In fact, Simmons' heartfelt reaction was only part of the story, which was everywhere Thursday evening. Obama, of course, never ran on a platform that could even be remotely considered racialist in scope. The junior senator from Illinois outlined the broader challenges to the country: affordable health care, restoring integrity to government, stewardship of the environment, moves toward independence from foreign oil, and an end to the corrosive debacle that is the Iraq war.



But the other, unspoken takeaway from Obama’s resounding win couldn’t be ignored: In a state with a minority population under 10 percent, a rural state famed for a no-nonsense approach to politics favored by its citizens – citizens older than the national average – Barack Obama put to rout the question of whether an African American candidate could ever be a serious contender for the most important job in the world.
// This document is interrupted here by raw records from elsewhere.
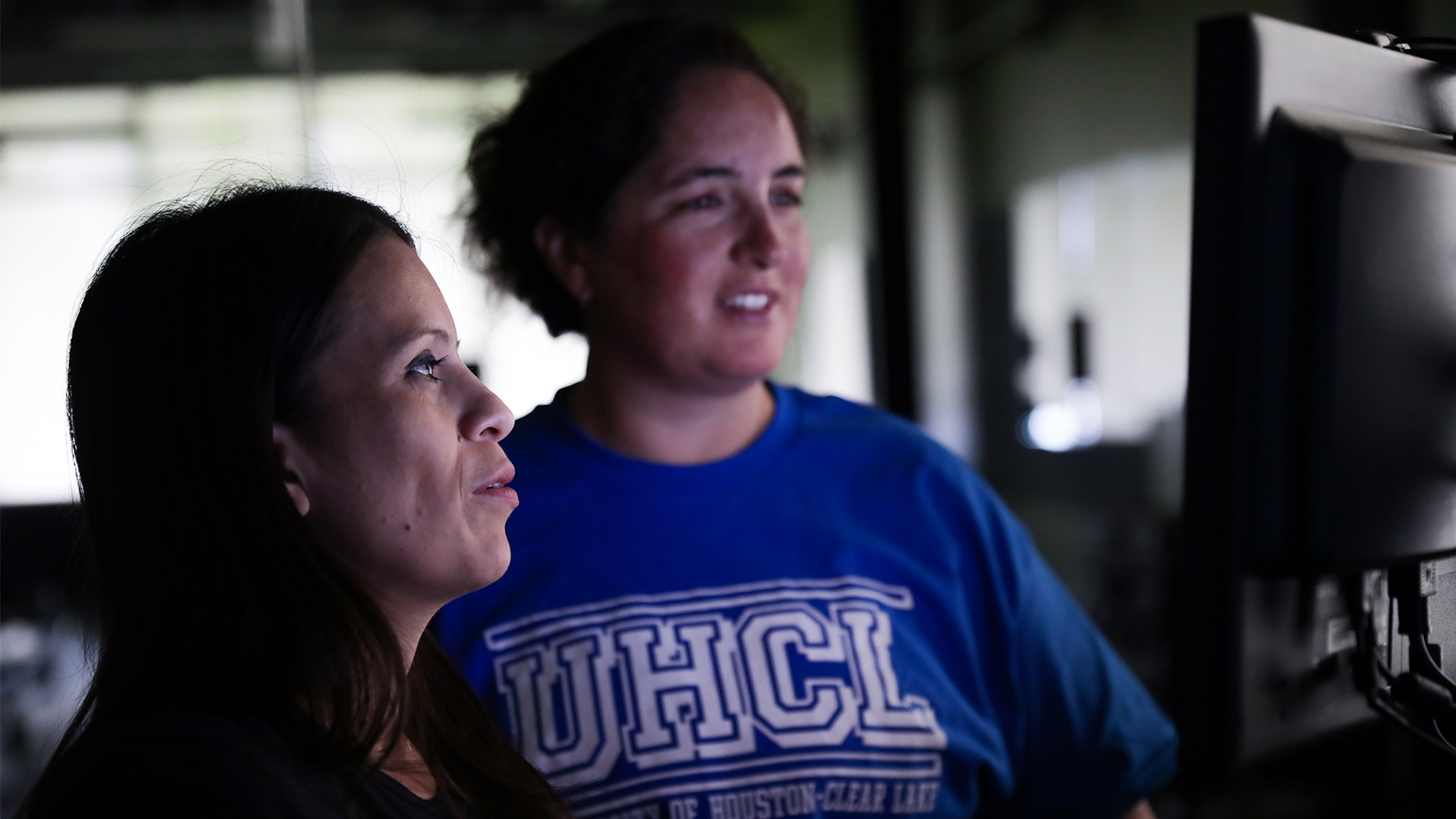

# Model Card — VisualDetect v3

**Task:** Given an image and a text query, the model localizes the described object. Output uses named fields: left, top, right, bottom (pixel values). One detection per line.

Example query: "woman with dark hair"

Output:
left=437, top=19, right=1176, bottom=819
left=20, top=187, right=560, bottom=819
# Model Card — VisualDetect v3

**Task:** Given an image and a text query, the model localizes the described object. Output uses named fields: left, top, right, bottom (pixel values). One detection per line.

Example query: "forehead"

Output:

And Iowans responded. “[W]hat seemed to drive them,” the New York Times reported Friday morning, “was the idea that Mr. Obama would present a new face for America in the world, with a coalition of Democrats and independents dispelling skepticism and flooding caucuses in all corners of the state to support a man who came to Washington only three years ago.”

“One of the charges against Iowa is that we don’t really represent the rest of the country, and here’s a chance to make a statement about the inclusiveness of Iowa,” Jon Muller, 42, told The Times.

"You know, they said this day would never come," Obama said in his victory speech in Des Moines, addressing a crowd all but ready for rapture. "They said our sights were set too high. They said this country was too divided, too disillusioned to ever come together around a common purpose.

"But on this January night, at this defining moment in history, you have done what the cynics said we couldn't do. You have done what the state of New Hampshire can do in five days. You have done what America can do in this new year, 2008."

Their mission, should they choose to accept it? "To end the political strategy that's been all about division, and instead make it about addition. To build a coalition for change that stretches through red states and blue states.

"Because that's how we'll win in November, and that's how we'll finally meet the challenges that we face as a nation. We are choosing hope over fear."

NBC’s Howard Fineman, a lock to grasp the moment of such moments, understood both the challenge facing Obama in New Hampshire and the opportunity represented by Obama and former Arkansas governor Mike Huckabee, who won the Iowa Republican Caucus the same day.

Speaking of New Hampshire’s passionately independent voters, Fineman noted how “the interest that independent voters show, and that sometimes people from the other parties show, is a broader indicator of the excitement that some of these candidates are bringing to the campaign,” he said on MSNBC. “People don’t want your usual, traditional political candidates … At least in this first cut, voters are looking for outside-the-box candidates. That’s of appeal to independents.”

For Fineman, Obama’s race — race being the longtime third-rail issue in American life, the elephant in the room that has become the whole room in recent years — signifies “a generational change to a generation that, paradoxically, doesn’t look to race first. Obama’s race becomes a symbol for change, it becomes a mark of change, a measure of change from one generation to another.”

“The guy is a major phenomenon, he just is, and the whole world better look at him.”

For University of Toronto political science assistant professor Renan Levine, who teaches American politics, Obama is desirable "simply from the perspective that he would be a novelty.

“Research has shown voters are attracted to the idea of supporting someone who is a launching a historic campaign," Levine told the CTV.ca Web site in January 2007.

It may be too soon to know how much of Obama’s appeal is based on that sense of novelty, on the American inclination to try out the next big thing for a while, before moving on to something else. The Obama campaign heads now to New Hampshire, a state that is every bit as demographically white as Iowa is, and populated by a citizenry that is fiercely independent and deeply aware of the machinations of American politics.

But his message, hopefully importable to the Granite State, is clear:

A nation that has historically (and sometimes erroneously) thought of itself as a nation that thinks outside the box is ready for a true break with the divisive, antagonistic aspects of its past.

The days of this country being considered a convenient patchwork of warring political duchies, red and blue, are over. In Barack Obama’s cosmology, the nation has the opportunity to truly turn the page on its past, and return to the authority and greatness it deserves.

This is the vision he imparted to the crowd in Iowa (many reduced to joyful tears) and anyone in live-free-or-die New Hampshire, and everyone in the nation beyond:

This is the United States of America. There is no box.